I see the transition reflected back at me in their eyes, too. They battle guilt and nostalgia, chuckling at our old inside jokes with tense shoulders. There are merciful flashes of a way forward when I read their kiddos a fourth, fifth, and sixth bedtime story, and I exhibit temporary signs of competence in the company of children. The friends can tell — and I can tell — that I actually like doing the different voices of Winnie the Pooh and Piglet and Christopher Robin. In such moments I can’t tell if biology or Darwinism or heterosexism forces me to do a gut check, to ask myself if I am unnatural, as one family member once called me. I don’t care much because these would-be regrets always feel more like microaggressions within 10 minutes of departing the suburbs for my next adventure. Recently, one of these friends asked, dripping with concern, “Why are you still so lost?” Like my desire to preserve self-determination, heal some of my deeper wounds, and pursue my career interests is fundamentally untethered. I wonder sometimes if he understands why I respond to 2 in 10 of his texts.

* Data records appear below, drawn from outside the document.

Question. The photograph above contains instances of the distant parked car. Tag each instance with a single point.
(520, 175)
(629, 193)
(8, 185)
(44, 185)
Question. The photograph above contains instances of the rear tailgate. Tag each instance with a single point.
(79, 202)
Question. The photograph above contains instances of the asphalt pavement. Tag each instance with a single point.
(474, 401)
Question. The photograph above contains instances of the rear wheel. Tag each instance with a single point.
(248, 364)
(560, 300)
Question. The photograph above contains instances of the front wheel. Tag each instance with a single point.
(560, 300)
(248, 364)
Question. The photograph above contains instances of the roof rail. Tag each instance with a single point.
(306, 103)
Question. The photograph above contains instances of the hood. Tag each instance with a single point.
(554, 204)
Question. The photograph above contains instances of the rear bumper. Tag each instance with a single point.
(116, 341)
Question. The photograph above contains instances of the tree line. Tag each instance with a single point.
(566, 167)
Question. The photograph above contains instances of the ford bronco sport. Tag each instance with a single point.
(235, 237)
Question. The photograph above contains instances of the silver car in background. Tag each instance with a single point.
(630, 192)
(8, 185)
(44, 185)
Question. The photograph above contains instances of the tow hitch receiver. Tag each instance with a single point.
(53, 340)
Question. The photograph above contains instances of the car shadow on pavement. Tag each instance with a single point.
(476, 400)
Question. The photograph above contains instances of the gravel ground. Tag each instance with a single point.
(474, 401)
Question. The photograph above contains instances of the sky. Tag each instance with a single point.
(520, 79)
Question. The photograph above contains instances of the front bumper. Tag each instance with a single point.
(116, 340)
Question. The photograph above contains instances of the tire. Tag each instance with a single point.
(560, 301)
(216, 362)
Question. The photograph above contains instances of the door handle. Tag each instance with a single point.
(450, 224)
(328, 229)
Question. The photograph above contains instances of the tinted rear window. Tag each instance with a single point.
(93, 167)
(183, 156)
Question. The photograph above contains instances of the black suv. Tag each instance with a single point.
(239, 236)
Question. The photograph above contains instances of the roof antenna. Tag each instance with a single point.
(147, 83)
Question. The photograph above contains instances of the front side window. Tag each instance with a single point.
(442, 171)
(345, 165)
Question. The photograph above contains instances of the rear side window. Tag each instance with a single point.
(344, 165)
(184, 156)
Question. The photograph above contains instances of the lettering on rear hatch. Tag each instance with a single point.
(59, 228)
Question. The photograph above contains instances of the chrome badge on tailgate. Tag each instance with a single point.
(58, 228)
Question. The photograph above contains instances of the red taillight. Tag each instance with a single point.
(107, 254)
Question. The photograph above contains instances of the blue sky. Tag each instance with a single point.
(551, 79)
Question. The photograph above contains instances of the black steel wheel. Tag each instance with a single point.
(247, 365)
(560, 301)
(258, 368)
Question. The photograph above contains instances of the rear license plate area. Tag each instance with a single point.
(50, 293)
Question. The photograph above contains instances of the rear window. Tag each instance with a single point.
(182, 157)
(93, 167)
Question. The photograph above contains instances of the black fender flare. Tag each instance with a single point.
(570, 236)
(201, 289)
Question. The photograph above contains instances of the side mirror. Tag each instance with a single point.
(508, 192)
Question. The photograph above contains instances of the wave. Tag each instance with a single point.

Despite my bitching, these relationship dynamics are far from lamentable. I understand that aging naturally requires a significant amount of narrowing, but I also believe that more radical emotional honesty between friends would make it a hell of a lot more comfortable to achieve reciprocity and balance. It would also combat the erasure of non-conformist identities.

At this point, as an IRL thirtysomething, I simply choose to show up because that’s what friends do. Even when it hurts and I don’t know what to say to them. When I struggle to separate them as individuals from structural oppression. When I’m talking about what’s important to me and they’re eyeballing toddlers across the room, I tell myself they are still hearing me. Just multitasking. I tried to listen more intently, and to bring things to my friends’ lives that they might be short on: news articles, movie reviews, adult conversation, bitmojis.  

Most importantly, I’ve learned to give myself permission to enjoy my chosen activities, dreams, and relationships. To take my time in building the life that is right for me.


By Maegan Carberry

Maegan Carberry is a writer and artist. She is the author of the novel “Do I Have To Vote For Hillary Clinton?” about the 2016 election and is hand-making 100 dresses to raise awareness about sexual assault through her project, birdbrain.